Semua bandit tampaknya telah disuntik dengan stimulan dan dibakar. Mereka mengamuk dan menyerang bandit lain sebelum mereka mengetahui cara menggunakan senjata terbaik. Tujuan mereka adalah mencuri makanan dan senjata para bandit dan mengurangi jumlah mereka sebanyak mungkin. ‘Kota di Langit, Bunga Lili Laba-laba Merah’ telah runtuh. Mulai sekarang, tidak akan ada lagi makanan yang jatuh dari langit, dan Badlands memang tidak menghasilkan banyak makanan sejak awal. Dengan kata lain, jumlah total makanan di planet ini konstan dan terus menurun, dan tren ini tidak dapat diubah.
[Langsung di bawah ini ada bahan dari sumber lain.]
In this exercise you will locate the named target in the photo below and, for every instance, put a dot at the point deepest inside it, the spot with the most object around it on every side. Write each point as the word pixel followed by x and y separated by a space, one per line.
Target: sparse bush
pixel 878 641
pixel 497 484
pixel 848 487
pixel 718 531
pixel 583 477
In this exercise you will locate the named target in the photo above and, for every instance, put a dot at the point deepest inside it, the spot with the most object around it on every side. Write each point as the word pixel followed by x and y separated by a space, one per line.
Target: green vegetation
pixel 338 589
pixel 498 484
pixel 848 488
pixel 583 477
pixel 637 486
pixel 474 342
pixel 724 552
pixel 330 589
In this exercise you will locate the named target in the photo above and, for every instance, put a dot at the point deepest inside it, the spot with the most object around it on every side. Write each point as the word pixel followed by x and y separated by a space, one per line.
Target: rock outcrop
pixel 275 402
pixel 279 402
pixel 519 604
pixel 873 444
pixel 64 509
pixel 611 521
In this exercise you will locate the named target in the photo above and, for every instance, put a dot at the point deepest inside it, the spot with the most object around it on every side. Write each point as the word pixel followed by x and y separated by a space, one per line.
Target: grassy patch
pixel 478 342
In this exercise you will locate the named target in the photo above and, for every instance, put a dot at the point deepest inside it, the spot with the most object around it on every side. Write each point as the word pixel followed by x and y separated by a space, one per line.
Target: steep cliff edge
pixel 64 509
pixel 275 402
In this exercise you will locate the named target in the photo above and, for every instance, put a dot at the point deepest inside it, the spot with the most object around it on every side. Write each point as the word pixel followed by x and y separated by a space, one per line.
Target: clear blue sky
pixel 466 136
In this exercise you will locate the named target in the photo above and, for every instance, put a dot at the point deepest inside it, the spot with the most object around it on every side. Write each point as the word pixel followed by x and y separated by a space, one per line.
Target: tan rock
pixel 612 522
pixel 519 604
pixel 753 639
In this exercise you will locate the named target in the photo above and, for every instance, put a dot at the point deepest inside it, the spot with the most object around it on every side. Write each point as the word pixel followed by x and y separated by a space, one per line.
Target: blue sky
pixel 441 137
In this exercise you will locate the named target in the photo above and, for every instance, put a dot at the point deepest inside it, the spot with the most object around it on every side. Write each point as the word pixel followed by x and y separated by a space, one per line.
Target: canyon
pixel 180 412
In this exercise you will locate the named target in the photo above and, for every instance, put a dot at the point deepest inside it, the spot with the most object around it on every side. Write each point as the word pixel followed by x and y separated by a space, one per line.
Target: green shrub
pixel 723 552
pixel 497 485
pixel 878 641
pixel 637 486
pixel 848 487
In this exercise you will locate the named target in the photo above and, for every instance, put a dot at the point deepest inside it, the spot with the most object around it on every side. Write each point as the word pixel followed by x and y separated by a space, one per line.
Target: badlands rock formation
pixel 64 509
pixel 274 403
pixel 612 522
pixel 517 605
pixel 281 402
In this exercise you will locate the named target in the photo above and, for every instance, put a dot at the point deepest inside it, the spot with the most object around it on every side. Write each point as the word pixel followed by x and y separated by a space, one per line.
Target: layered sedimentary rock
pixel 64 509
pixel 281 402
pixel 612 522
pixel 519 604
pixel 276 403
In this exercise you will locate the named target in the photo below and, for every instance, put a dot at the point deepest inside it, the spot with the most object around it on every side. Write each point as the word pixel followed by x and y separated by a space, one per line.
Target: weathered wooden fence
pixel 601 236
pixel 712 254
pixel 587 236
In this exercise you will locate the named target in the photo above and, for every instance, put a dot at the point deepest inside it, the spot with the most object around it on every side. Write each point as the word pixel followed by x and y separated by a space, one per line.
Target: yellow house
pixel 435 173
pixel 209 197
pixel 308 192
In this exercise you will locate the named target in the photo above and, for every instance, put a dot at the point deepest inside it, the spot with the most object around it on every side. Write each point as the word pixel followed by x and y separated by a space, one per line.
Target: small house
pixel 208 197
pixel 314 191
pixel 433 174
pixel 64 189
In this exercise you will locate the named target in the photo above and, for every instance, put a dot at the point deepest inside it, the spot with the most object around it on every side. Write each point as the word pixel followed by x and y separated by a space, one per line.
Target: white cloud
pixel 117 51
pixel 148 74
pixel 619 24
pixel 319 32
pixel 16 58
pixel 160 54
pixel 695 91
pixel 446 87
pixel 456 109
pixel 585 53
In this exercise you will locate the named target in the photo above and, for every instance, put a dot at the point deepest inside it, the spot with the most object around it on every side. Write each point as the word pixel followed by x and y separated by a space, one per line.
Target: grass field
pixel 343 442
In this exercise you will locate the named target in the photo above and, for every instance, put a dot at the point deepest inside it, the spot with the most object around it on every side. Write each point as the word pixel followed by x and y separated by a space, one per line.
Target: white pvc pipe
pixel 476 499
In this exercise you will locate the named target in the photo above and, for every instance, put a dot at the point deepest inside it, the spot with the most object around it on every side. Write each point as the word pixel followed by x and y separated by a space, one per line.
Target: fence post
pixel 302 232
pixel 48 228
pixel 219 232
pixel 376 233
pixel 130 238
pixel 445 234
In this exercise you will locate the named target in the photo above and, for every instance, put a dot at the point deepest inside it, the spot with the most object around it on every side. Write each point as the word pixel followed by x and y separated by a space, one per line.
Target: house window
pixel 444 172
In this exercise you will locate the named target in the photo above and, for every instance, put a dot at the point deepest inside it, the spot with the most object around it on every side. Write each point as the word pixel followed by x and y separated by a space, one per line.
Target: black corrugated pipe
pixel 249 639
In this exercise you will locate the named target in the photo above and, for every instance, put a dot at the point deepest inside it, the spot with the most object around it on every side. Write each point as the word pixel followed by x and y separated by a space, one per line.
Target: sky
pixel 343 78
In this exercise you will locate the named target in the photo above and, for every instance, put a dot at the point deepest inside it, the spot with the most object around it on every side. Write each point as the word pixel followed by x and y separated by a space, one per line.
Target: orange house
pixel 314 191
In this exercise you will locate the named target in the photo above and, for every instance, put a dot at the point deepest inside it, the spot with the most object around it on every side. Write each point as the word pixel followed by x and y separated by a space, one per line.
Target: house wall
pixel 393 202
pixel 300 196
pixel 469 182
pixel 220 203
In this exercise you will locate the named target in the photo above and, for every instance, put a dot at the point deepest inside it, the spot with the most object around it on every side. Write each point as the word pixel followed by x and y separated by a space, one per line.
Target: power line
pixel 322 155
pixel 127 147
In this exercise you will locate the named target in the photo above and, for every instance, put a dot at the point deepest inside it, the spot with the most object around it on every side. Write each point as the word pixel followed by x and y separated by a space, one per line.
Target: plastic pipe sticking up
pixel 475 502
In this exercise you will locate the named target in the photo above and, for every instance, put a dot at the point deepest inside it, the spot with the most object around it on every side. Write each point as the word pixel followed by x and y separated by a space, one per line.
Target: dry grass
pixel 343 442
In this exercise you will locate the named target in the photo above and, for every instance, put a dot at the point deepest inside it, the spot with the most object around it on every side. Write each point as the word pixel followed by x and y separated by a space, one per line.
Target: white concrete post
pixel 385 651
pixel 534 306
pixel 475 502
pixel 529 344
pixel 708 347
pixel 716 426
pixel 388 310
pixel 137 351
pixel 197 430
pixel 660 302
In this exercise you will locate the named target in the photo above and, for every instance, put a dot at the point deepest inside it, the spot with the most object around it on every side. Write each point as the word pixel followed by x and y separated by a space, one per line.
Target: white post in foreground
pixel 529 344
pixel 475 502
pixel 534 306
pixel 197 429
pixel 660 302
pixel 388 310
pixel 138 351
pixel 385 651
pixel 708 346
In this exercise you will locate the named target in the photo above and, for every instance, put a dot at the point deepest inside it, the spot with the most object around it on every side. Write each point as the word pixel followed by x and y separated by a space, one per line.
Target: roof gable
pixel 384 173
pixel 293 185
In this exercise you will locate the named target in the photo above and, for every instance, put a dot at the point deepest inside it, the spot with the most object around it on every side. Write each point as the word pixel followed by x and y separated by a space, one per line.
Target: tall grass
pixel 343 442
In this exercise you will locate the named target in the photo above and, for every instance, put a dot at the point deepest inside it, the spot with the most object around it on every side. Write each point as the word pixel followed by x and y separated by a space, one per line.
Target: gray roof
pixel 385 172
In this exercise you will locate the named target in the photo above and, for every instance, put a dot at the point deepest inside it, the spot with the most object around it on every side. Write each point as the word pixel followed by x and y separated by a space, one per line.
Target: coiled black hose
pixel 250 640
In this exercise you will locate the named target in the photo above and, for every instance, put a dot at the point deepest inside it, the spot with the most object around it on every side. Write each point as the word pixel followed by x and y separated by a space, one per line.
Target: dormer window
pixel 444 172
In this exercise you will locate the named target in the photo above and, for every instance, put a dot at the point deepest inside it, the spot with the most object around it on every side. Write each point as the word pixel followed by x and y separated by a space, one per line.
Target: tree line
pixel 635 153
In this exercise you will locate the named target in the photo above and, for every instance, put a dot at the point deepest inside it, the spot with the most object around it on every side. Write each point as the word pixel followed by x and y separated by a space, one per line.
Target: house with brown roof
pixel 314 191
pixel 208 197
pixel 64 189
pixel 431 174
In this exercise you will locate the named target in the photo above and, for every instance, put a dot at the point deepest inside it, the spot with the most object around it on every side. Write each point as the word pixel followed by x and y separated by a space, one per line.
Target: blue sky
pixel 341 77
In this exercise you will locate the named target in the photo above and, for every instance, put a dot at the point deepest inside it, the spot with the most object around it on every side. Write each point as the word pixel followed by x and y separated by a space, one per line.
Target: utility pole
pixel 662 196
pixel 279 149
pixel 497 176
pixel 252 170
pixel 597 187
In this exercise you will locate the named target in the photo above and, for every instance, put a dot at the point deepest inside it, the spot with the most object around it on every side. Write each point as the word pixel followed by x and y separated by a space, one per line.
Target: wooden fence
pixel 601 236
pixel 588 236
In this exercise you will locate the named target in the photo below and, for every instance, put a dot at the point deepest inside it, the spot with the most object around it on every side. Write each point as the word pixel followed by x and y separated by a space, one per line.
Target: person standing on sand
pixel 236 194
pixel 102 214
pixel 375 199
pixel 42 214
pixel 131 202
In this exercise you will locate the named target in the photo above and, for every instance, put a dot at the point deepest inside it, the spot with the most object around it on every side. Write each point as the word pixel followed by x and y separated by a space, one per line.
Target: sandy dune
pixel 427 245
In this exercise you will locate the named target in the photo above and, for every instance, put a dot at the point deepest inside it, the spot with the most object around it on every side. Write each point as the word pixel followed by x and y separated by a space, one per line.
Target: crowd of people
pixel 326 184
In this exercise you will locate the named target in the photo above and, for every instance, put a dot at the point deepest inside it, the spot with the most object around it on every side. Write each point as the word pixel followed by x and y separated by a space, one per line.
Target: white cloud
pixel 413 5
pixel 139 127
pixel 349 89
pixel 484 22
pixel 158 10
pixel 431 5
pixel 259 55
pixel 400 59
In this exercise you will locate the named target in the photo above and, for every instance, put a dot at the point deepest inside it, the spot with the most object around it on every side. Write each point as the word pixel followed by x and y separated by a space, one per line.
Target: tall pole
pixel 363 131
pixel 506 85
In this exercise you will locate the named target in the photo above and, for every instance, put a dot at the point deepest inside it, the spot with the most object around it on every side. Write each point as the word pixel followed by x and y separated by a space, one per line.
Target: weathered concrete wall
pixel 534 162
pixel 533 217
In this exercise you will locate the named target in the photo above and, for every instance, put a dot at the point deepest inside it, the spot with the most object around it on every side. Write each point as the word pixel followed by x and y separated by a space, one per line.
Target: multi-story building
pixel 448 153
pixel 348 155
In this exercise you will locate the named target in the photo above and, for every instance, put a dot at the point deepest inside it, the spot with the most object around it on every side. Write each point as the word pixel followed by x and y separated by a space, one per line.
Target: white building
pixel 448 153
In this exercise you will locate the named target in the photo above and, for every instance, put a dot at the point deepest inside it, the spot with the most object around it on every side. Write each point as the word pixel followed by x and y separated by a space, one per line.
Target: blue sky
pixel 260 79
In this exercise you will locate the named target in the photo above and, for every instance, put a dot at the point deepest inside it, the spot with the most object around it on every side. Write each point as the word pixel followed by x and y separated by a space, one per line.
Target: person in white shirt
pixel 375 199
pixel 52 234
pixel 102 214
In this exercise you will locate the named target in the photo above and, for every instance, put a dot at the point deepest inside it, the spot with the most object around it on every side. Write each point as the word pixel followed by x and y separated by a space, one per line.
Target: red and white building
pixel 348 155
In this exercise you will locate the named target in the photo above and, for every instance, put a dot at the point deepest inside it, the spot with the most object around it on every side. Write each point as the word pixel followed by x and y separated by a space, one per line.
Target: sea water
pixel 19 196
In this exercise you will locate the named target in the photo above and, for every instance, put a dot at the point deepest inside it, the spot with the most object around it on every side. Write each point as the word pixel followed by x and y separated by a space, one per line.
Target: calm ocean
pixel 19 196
Karena manusia harus mengonsumsi makanan selama hidup, semakin sedikit yang selamat, semakin banyak makanan yang bisa didapatkan setiap orang yang selamat, yang berarti waktu bertahan hidup mereka akan lebih lama.
Logikanya sederhana.
Bahkan seorang anak pun bisa mengetahuinya.
Bunuh orang lain dan ambil makanan mereka. Semakin sedikit orang, semakin sedikit ancaman yang ada. Semakin banyak makanan, semakin lama setiap orang bisa hidup.